WASHINGTON–CUNA has sent a letter to NCUA regarding now it determines its operating fee, with a specific focus on not counting PPP loans toward CU assets.
The agency has put out for comment a proposal that would amend its rules to use the average of an FCU’s four most-recently reported quarterly assets to calculate operating fees and to make conforming amendments to the regulatory text to ensure this same approach is applied to merged and recently converted FCUs.
NCUA is proposing to use an average of total assets, stating that doing so will reduce the effect of seasonal fluctuation in the total assets of FCUs and will provide more certainty to FCUs about their operating fee charges for the forthcoming year.
“We support the proposed change to a four-quarter average of reported assets in calculating the operating fee. We agree with the agency that this change will address seasonality and provide greater certainty of upcoming operating fees,” CUNA wrote. “Further, this change would reduce the risk that the NCUA will collect less in operating fee revenue than it requires if actual assets reported in FCUs’ December Call Reports are below the asset growth assumption used to set the operating fee rates in the budget.”
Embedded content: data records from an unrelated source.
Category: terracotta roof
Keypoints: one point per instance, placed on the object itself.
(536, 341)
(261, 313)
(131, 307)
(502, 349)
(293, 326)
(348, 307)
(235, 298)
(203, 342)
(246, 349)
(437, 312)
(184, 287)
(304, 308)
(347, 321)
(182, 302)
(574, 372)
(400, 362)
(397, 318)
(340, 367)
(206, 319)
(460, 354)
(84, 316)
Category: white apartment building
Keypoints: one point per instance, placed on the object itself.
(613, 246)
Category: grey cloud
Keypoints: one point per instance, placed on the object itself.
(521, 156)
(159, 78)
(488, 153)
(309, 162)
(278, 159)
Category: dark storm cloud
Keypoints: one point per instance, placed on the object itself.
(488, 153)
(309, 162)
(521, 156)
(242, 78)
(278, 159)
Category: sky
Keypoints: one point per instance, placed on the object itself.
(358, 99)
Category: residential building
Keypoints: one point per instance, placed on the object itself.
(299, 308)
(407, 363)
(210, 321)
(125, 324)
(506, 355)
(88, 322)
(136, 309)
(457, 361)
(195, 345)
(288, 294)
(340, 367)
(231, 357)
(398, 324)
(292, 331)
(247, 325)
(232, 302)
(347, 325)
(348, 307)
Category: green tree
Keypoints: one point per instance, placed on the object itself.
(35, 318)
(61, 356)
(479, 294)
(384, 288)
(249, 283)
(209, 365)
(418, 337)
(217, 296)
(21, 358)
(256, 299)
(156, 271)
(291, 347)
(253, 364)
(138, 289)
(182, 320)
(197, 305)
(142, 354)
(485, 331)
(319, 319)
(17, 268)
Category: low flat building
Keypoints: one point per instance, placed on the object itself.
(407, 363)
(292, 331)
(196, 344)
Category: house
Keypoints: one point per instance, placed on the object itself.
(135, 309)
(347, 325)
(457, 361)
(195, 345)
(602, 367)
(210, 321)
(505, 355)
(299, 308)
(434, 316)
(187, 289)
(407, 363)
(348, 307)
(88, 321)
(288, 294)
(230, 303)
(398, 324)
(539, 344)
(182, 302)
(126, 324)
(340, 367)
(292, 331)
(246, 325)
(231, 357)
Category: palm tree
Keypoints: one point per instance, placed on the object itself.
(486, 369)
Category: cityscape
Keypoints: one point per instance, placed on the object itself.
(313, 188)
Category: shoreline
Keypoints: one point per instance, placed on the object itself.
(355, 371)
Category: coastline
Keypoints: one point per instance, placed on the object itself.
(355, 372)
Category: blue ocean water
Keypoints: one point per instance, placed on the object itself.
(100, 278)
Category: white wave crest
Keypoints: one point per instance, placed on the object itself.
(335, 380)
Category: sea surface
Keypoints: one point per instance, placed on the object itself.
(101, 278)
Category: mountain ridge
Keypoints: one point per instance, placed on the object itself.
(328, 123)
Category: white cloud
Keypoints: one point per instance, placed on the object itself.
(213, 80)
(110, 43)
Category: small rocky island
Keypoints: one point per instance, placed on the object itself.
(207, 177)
But CUNA also has a proposal of its own.
“While we support the proposed change to a four-quarter average, we ask the NCUA to regularly review this change and its impact to ensure it does not cause any unintended consequences, such as a significant and/or inaccurate change in the annual operating fee,” CUNA stated.
PPP Exclusion
In addition, CUNA is calling on NCUA to exclude PPP loans from total assets, in whatever form held on the books, so as to save a credit union from being subjected to a higher operating fee. Otherwise, “this may impose a burden for participation in this program, or a disincentive to participate now that the program has been extended. As the PPP serves an important public purpose, the NCUA believes PPP loans warrant exclusion from total assets when determining operating fees to avoid these harms.”
In addition to excluding PPP loans from an FCU’s total assets for purposes of calculating its operating fee, CUNA noted that due to the possibility of additional economic stimulus through similar programs, NCUA’s proposal would incorporate a general statement in the regulation that contemplates the NCUA’s exclusion of loans made under programs similar to the PPP from total assets when calculating operating fees.
“We support this proposed provision, as we agree it would provide the NCUA with flexibility to consider excluding assets related to future programs that may develop on short notice, particularly in cases where including such assets may create a disincentive for FCUs to participate,” CUNA wrote.